A Sweet Way To Lower Your Type 2 Risk

Want to lower your risk for diabetes? Grab a piece of fresh fruit—but steer clear of fruit juice.

Individuals who eat at least two servings a week of whole fruit have a 23 percent lower risk of diabetes when compared with those who get less than one serving a month, according to a study from the Harvard School of Public Health reported in the Huffington Post. The study also found that individuals who consumed one or more servings of juice daily increased their risk of diabetes by up to 21 percent.

"Greater consumption of whole fruits—specifically blueberries, grapes, and apples—is significantly associated with a lower risk of type 2 diabetes, whereas greater consumption of fruit juice is associated with a higher risk," the study authors wrote in the British Medical Journal article.

Diabetes—regardless of the type—means there is too much glucose (sugar) in the blood, which can lead to serious health problems. Type 2, the most common type, can develop at any age and is often preventable.

Here, other good reasons to add more whole fruit to your diet:

  • Fruit is rich in fiber, antioxidants, and phytochemicals. These may have beneficial health effects.
  • Whole fruit makes you feel full, notes Mark Spielmann, RD, LDN, nutrition manager at La Rabida Children's Hospital in Chicago. "But drinking liquids like fruit juice rarely satisfies your hunger," he explains. "This leads you to ingest more calories to satisfy your growling stomach." When a person is overweight, the risk of diabetes increases.
  • Whole fruit has another health benefit over juice, Spielmann says. Besides quelling hunger, it can lower cholesterol. "But fruit juice has no fiber and may have added white sugar, which can raise cholesterol," he says.
  • The antioxidants that are found in whole fruit (which may help prevent various forms of cancer) are much lower in fruit juice. "Between the fiber and the antioxidants, all the good stuff gets thrown out when juice is made," Spielmann explains.
  • Since whole fruit contains pulp, it doesn't cause such as rapid a rise in the blood sugar as does fruit juice, explains Spyros Mezitis, MD, MPH, of Lenox Hill Hospital in New York City. When there is less of a blood sugar surge, your pancreas doesn't have to produce as much insulin, he says. "The risk is that when your system has to keep pumping out more and more insulin to deal with all the sugar, after awhile the pancreas can peter out and get tired of working," the doctor says. When this happens over time, you're more likely to develop insulin resistance, which can ultimately lead to diabetes.

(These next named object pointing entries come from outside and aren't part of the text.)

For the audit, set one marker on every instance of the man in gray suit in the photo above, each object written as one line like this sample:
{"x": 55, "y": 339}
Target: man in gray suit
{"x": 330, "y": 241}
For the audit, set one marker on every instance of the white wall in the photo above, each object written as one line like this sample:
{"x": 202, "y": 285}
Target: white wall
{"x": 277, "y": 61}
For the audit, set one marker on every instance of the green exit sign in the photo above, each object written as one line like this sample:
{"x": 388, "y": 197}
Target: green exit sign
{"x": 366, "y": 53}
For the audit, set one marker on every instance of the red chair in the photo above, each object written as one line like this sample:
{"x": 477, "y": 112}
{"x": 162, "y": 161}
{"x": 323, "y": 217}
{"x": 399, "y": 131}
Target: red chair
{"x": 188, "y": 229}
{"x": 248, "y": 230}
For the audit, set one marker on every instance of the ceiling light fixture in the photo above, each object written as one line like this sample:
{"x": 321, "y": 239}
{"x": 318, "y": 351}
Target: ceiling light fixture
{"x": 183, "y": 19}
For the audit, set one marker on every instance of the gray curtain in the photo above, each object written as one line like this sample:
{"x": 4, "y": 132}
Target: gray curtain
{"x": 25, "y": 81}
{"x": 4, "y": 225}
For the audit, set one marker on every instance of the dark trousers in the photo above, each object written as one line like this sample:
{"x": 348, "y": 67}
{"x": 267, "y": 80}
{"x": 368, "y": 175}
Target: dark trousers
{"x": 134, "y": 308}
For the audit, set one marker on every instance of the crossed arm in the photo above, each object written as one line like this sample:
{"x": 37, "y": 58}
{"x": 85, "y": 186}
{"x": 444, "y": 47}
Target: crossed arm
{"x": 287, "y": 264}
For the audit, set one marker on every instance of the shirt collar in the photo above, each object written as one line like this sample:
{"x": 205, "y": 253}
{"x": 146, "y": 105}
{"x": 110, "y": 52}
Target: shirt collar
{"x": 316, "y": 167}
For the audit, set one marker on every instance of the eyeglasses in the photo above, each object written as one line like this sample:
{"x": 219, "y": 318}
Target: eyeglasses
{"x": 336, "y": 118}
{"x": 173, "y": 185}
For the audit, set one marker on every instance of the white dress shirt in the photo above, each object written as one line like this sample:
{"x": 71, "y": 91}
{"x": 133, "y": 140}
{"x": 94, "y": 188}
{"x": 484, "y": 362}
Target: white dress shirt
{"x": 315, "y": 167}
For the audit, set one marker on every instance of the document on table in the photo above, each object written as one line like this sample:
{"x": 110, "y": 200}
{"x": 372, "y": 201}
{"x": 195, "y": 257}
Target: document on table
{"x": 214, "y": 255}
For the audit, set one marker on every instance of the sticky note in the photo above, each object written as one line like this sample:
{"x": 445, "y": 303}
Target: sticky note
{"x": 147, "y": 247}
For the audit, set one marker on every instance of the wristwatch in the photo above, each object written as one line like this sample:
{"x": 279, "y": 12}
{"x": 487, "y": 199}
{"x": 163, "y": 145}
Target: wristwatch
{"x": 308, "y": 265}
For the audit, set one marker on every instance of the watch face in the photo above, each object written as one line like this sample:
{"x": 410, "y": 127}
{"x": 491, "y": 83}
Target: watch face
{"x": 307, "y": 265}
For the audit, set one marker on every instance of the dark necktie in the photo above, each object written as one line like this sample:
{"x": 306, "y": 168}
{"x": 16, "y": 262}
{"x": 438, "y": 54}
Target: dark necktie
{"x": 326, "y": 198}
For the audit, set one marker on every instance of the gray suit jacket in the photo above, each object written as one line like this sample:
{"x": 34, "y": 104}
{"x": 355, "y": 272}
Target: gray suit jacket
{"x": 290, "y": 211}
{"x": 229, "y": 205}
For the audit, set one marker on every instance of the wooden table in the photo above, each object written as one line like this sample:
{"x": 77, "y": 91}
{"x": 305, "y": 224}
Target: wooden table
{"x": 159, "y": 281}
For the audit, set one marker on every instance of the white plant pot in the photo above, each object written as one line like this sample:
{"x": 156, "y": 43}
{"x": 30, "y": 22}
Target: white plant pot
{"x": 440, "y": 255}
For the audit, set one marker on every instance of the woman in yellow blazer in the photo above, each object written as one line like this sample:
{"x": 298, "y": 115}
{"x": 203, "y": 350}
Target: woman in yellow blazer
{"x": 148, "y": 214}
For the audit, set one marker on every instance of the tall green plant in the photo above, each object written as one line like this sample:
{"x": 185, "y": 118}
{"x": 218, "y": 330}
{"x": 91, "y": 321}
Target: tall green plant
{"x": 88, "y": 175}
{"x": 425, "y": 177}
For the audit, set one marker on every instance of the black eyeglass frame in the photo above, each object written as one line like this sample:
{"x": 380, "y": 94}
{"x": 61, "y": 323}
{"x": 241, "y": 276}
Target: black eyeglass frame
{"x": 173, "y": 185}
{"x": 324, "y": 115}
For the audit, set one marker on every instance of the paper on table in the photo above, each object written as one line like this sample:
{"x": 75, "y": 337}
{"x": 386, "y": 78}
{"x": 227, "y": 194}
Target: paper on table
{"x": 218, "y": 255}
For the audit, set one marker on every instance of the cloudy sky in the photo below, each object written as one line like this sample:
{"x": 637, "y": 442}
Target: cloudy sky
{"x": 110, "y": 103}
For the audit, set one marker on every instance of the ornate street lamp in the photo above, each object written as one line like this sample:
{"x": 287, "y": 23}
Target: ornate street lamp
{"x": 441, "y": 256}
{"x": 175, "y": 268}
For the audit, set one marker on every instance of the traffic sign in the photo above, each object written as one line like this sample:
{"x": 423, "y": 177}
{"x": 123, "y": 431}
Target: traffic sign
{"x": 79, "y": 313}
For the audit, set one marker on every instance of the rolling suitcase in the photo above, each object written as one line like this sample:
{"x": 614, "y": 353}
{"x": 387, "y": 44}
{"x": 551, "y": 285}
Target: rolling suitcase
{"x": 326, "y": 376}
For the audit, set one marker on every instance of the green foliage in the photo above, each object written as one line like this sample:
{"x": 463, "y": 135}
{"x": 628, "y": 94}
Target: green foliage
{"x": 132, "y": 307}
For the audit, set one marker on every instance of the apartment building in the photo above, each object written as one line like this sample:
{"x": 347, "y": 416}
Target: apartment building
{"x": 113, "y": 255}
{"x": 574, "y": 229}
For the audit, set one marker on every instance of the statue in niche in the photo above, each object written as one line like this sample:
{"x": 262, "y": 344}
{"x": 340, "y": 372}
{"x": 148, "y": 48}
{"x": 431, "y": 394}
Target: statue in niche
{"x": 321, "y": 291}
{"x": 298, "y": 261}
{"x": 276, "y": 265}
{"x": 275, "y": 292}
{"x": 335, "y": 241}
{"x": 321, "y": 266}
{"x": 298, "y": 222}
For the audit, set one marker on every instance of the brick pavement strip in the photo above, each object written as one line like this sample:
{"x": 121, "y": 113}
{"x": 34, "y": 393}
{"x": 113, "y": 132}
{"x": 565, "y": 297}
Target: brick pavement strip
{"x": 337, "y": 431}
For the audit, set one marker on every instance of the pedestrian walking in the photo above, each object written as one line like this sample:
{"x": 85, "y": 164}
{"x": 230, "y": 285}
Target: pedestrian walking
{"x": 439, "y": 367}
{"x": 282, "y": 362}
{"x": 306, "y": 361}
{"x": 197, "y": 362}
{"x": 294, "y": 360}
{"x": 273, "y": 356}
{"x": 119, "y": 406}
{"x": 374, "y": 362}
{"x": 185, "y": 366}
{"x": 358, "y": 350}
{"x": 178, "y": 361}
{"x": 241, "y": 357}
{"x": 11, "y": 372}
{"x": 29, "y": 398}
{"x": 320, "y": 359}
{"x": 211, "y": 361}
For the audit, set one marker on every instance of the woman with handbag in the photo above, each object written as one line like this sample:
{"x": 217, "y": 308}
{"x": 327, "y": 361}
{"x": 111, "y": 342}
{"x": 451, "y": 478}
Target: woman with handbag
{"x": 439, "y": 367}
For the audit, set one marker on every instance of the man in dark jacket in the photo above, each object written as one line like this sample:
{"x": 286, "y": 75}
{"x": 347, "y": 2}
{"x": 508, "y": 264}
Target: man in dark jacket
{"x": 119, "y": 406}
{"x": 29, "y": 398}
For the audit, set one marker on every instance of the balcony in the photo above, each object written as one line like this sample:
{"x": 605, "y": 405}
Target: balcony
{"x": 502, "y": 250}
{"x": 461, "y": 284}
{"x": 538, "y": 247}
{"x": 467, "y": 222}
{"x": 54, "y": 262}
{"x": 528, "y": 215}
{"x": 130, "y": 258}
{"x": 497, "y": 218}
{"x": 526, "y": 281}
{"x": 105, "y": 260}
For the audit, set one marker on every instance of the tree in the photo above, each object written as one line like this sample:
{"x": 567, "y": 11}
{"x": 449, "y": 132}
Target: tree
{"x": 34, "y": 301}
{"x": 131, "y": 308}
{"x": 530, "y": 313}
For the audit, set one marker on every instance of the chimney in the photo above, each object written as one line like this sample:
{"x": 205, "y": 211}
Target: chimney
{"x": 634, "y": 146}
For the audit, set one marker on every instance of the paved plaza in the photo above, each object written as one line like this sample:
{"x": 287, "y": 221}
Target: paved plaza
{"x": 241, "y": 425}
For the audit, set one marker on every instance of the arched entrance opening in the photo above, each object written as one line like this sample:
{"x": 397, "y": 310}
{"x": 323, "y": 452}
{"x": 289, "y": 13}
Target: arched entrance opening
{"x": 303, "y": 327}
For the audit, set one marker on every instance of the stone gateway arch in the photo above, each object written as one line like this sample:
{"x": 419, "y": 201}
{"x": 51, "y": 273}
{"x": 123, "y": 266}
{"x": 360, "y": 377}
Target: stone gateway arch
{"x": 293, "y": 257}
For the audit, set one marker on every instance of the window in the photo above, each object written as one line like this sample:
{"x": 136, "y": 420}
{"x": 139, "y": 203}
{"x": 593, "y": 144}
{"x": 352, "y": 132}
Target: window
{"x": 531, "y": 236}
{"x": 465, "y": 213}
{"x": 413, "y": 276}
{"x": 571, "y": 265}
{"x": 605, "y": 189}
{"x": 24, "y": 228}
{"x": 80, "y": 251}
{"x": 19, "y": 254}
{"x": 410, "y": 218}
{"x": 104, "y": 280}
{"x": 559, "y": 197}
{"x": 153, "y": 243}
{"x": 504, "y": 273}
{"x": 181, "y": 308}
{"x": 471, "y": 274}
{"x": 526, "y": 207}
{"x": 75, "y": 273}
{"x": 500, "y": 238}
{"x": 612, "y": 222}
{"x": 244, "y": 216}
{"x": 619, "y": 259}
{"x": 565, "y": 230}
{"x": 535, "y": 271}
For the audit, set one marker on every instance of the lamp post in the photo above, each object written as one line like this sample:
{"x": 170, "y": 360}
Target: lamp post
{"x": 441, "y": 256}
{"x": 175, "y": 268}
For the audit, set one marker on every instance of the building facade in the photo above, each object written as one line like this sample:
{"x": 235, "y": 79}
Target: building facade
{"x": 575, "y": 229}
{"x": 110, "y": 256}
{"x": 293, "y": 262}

Is one fruit better for you than another? All fruit is nutritious, but you may want to bump up your consumption of the three fruits that got a shout-out in the British Medical Journal study. The flavonoids that give grapes, apples, and blueberries their color have antioxidant properties worth getting plenty of. Blueberry-apple pie, with some grapes on the side, anyone?

Mark Spielmann, RD, LDN, reviewed this article.


Muraki, Isao. "Fruit consumption and risk of type 2 diabetes: Results from three prospective longitudinal cohort studies." British Medical Journal. Web. 29 August 2013.

Huffington Post. "Eating whole fruits linked to lower diabetes risk." Web. 30 August 2013.